Abaqus Analysis User's Guide

32.8.1 Tube support elements

Product: Abaqus/Standard

References

Overview

Tube support elements:

are provided to model the interaction of a tube with a closely adjacent tube support, for cases where intermittent contact between the tube and the support may occur; and
are made up of a spring/friction link (to simulate direct contact between the tube and the support) and a parallel dashpot (to simulate the effect of the fluid in the annulus between the tube and the support), as shown in Figure 32.8.1–1.

Details of the element formulations can be found in “Tube support elements,” Section 3.9.4 of the Abaqus Theory Guide.

Typical applications

An ITSCYL element can be used to model a drilled hole support (see Figure 32.8.1–2).

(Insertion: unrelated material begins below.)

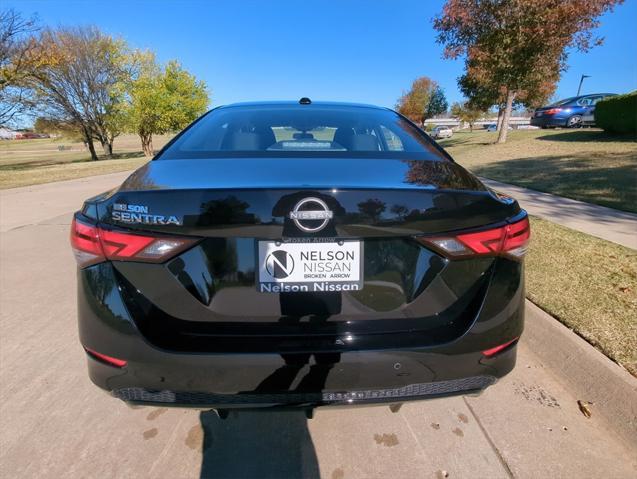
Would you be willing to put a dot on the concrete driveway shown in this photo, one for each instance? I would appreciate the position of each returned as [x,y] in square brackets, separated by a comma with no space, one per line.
[55,423]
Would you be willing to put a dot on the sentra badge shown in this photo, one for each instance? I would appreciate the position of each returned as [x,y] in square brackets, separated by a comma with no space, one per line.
[140,214]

Several ITSUNI elements can be attached to the same node of the beam elements representing the tube to model the case of a tube support made up of a series of straight segments, as in an “egg-crate” design (see Figure 32.8.1–3).

Choosing an appropriate element

Two types of tube support elements are provided.

ITSUNI elements

ITSUNI is a “unidirectional” element, which always acts in a fixed direction in space. One node of the element must be located on the axis of the tube, which is modeled using beam elements; and the other node must be located equidistant between the two parallel support plates. The support plates are built into the ITSUNI element definition.

Figure 32.8.1–1 Tube support element behavior.

ITSCYL elements

ITSCYL is a “cylindrical” element, which can be used to simulate the interaction between a circular tube and a circular hole. One node of the element must be located on the axis of the tube, which is modeled using beam elements, and the other node must be located at the center of the hole in the circular tube support plate. The circular hole is built into the ITSCYL element definition.

Figure 32.8.1–2 Use of an ITSCYL element for a drilled hole support.

Figure 32.8.1–3 Use of ITSUNI elements for an “egg-crate” support.

Defining the behavior of ITS elements

You define the diameter of the tube and other geometric quantities that define the ITS element. You must associate these quantities with a set of ITS elements. In addition, you must define the behavior of the spring, friction link, and dashpot that make up a tube support element.

The spring behavior of an ITS element is shown in Figure 32.8.1–4. Relative displacements in the element are measured from the position where the tube and the hole in the support plate are aligned exactly—when the nodes of the element are at the same location. As indicated in Figure 32.8.1–4, the spring behavior of an ITS element is modified from that of the assigned spring definition to account for any clearance between the tube and support when the nodes of the element are at the same location. When there is no contact between the tube and the support, no force is transmitted by the spring; when the tube is in contact with the support, the force increases as the tube wall is deformed. This force can be modeled as a linear or a nonlinear function of the relative displacement between the axis of the tube and the center of the hole in the support.

Friction between the tube and support will generate a moment at the tube node if the tube diameter is greater than zero and a moment at the hole node if the hole size is greater than zero. At least one of the following should be true for any node of an ITS element that will have a moment acting on it:

the node should be associated with a beam or other element that can carry a moment;
the nodal rotation should be set to zero with a boundary condition.

Input File Usage:	Use the following options to define the behavior of ITS elements:
	ITS, ELSET=name* DASHPOT SPRING *FRICTION

Figure 32.8.1–4 Nonlinear spring behavior in ITS elements to model clearance and tube flattening.